ATENÇÃO: O ARTIGO A SEGUIR É UMA ADAPTAÇÃO DO TEXTO “DESCULPE O TRANSTORNO, PRECISO FALAR DA CLARICE” DE GREGÓRIO DUVIVIER, NÃO O LEVE A SÉRIO. 

Conheci ele na Sky. Essa frase pode parecer romântica se você imaginar alguém assistindo Madrugada dos Mortos num sábado nublado em Ipatinga/MG. Mas o filme em questão era aquele excesso de slow motion que todos os garotos amam nos filmes dele –onde visiona-se tudo menos uma boa adaptação. Ele deturpava. Michael Bay deturpava. Eu não deturpava mas ia assistir tudo de qualquer jeito. Ele iria reviver o Superman. Deturpar. Nunca vou me esquecer: o filme era Man of Steel.

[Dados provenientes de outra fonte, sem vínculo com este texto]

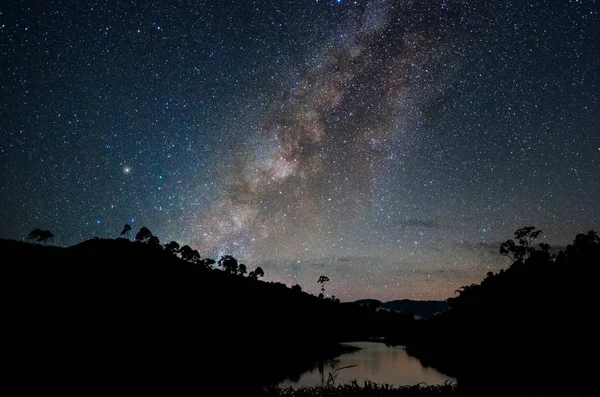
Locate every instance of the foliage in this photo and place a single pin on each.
(256, 273)
(41, 236)
(229, 264)
(126, 229)
(143, 235)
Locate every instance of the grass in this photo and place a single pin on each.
(367, 389)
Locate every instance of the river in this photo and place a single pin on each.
(375, 362)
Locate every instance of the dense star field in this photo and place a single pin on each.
(390, 145)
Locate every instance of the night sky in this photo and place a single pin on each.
(389, 145)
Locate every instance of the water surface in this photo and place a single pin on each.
(375, 362)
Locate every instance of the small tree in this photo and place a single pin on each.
(187, 253)
(242, 269)
(229, 264)
(154, 242)
(208, 262)
(256, 273)
(171, 248)
(143, 236)
(126, 230)
(522, 249)
(322, 280)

O Superman das hqs resgatava aviões, o dele destruía cidades. No gibi salvava senhoras, no filme quebrava pescoços e caía de joelhos. Quando via um caminhão o parava, no filme desviava e se lançava pro lado oposto. Os olhos, sempre triste e azuis (nos filmes), deixavam claro que ele não fazia ideia do que estava fazendo. Foi aversão à primeira vista. Só pra mim, acho.

Passei algumas madrugadas debatendo no DC da Depressão ao som de Songs of Silence. De lá, migrei pro chat do facebook. Do chat pro twitter, do twitter pro site, do site pro grupo (de novo).

Comecei o odiar quando ele tinha 47 e eu 18, mas parecia que a vida começava ali. Vi todas as deturpações. Algumas várias vezes. Fiz todas as críticas existentes aos filmes. Queimei algumas porque no final ficou uma coisa boa. Escolhi acreditar em Batman V Superman sem saber se seria bom. Escrevi textos, fui hater, marvete. Fiz uma dúzia de amigos novos e junto com eles o critiquei. Bani mais de 50 defensores dele só nos grupos—acabei de contar. Sofri com quem o defende, ri com o “Snydeus”. Viajei a Internet pesquisando sobre ele. Dos dez filmes que mais odeio, sete foram inspirações para ele. Os outros três foi ele que dirigiu. Aprendi o que era slow motion e também o que é fade-in, flash-forward, filtro de mau gosto, Rotten Tomatoes e outras palavras que o Word tá sublinhando de vermelho porque o Word não teve o azar de assistir os filmes dele.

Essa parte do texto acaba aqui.